For this work, we set out to find naturally occurring phage resistant mutants to discover host factors required for phage infection that may lead to phage resistance in Mycobacterium smegmatis, a harmless soil-dwelling cousin of the pathogenic Mycobacterium tuberculosis. We found that a few of the resistant mutants had mutations in the lsr2 gene that encodes the protein Lsr2. The Lsr2 nucleoid-associated protein is well conserved among the order actinobacteria but includes distant evolutionary relatives such as H-NS in E. coli. The Lsr2 protein is involved in global gene regulation and acts by binding specifically to A-T rich sites in the bacterial genome. A diverse array of phages that infect bacteria in the order Actinobacteria also encode their own copy of Lsr2-like proteins for reasons yet unknown. The lsr2 gene has been found to be essential for M. tuberculosis, where it is necessary for growth both in-vivo and in-vitro. Additionally, the Lsr2 protein is necessary for regulating expression of virulence factors in both pathogenic mycobacteria such as M. tuberculosis and M. leprae and the opportunistic pathogen M. abscessus.  

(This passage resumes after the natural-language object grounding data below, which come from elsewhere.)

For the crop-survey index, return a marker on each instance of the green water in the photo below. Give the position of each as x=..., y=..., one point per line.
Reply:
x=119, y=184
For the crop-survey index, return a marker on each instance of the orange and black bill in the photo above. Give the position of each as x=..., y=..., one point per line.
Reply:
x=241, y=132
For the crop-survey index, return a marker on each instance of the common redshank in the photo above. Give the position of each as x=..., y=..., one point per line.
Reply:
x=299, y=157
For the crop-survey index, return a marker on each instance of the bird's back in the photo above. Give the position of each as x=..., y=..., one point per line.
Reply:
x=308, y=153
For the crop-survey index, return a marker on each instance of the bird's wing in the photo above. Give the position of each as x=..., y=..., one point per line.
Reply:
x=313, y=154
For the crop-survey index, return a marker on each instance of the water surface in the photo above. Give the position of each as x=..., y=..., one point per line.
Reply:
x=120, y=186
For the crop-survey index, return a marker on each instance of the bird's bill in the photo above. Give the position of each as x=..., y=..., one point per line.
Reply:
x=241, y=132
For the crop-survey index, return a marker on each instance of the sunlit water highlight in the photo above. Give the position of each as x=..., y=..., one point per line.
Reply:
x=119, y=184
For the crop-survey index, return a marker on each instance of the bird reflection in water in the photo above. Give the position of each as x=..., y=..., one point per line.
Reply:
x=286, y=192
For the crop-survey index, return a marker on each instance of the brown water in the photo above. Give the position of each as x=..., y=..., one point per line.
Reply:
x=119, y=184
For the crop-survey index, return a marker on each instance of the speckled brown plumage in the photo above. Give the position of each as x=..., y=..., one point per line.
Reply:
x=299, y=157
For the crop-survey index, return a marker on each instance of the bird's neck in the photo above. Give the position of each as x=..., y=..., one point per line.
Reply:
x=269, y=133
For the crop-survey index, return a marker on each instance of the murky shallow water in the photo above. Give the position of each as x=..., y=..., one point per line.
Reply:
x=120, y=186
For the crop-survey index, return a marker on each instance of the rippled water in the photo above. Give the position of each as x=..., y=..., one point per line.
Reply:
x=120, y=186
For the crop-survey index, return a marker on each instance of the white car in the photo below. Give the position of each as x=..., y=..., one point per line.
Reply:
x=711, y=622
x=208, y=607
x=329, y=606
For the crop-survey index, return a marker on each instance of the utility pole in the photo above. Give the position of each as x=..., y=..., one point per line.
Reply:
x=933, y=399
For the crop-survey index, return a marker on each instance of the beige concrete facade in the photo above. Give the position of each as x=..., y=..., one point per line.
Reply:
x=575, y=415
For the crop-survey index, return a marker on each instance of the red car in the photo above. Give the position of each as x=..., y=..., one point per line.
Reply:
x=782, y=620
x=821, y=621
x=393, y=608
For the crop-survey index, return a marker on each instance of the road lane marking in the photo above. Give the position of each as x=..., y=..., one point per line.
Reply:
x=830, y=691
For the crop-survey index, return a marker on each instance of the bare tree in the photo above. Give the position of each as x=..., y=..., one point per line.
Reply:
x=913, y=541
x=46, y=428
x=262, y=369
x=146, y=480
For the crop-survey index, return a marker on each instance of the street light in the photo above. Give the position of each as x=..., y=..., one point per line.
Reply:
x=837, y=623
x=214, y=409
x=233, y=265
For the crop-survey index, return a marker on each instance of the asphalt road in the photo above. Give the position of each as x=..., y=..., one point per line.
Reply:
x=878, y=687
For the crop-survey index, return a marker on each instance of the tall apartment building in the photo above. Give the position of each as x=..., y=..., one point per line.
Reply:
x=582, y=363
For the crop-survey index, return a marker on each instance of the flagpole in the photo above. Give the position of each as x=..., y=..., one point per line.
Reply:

In this work, we employed state-of-the-art phage engineering utilizing CRISPR selection, with the previously described method CRISPY-BRED³ to create engineered lytic bacteriophages that either express fluorescent proteins during the course of the phage life cycle. Cutting-edge live-cell imaging techniques paired with microfluidics and cell and phage labeling probes allowed us to visualize the dynamics of the entire mycobacteriophage life cycle. We found that mycobacteriophages attach preferentially at sites of new cell wall deposition on the mycobacterial cell surface, where cells are actively growing. Additionally, we observe Lsr2 recruitment to spatially defined intracellular domains (zones of phage replication (ZOPR)), where mycobacteriophage assembly occurs. In bacteria where the lsr2 gene has been deleted, we see a marked defect in the formation of ZOPRs and an inability of phages to generate epidemics, causing resistance to various genetically distinct clusters of mycobacteriophages.

The novel tools and techniques we describe in the paper can be employed to find other host factors that result in phage resistance. These methods can be applied in the struggle against antibiotic-resistant M. tuberculosis and other troublesome mycobacteria.

1          Dedrick, R. M. et al. Phage Therapy of Mycobacterium Infections: Compassionate Use of Phages in 20 Patients With Drug-Resistant Mycobacterial Disease. Clinical infectious diseases 76, 103-112 (2023).

2          Guerrero-Bustamante, C. A., Dedrick, R. M., Garlena, R. A., Russell, D. A. & Hatfull, G. F. Toward a Phage Cocktail for Tuberculosis: Susceptibility and Tuberculocidal Action of Mycobacteriophages against Diverse Mycobacterium tuberculosis Strains. mBio 12, doi:10.1128/mBio.00973-21 (2021).

3          Wetzel, K. S. et al. CRISPY-BRED and CRISPY-BRIP: efficient bacteriophage engineering. Scientific Reports 11, 6796, doi:10.1038/s41598-021-86112-6 (2021).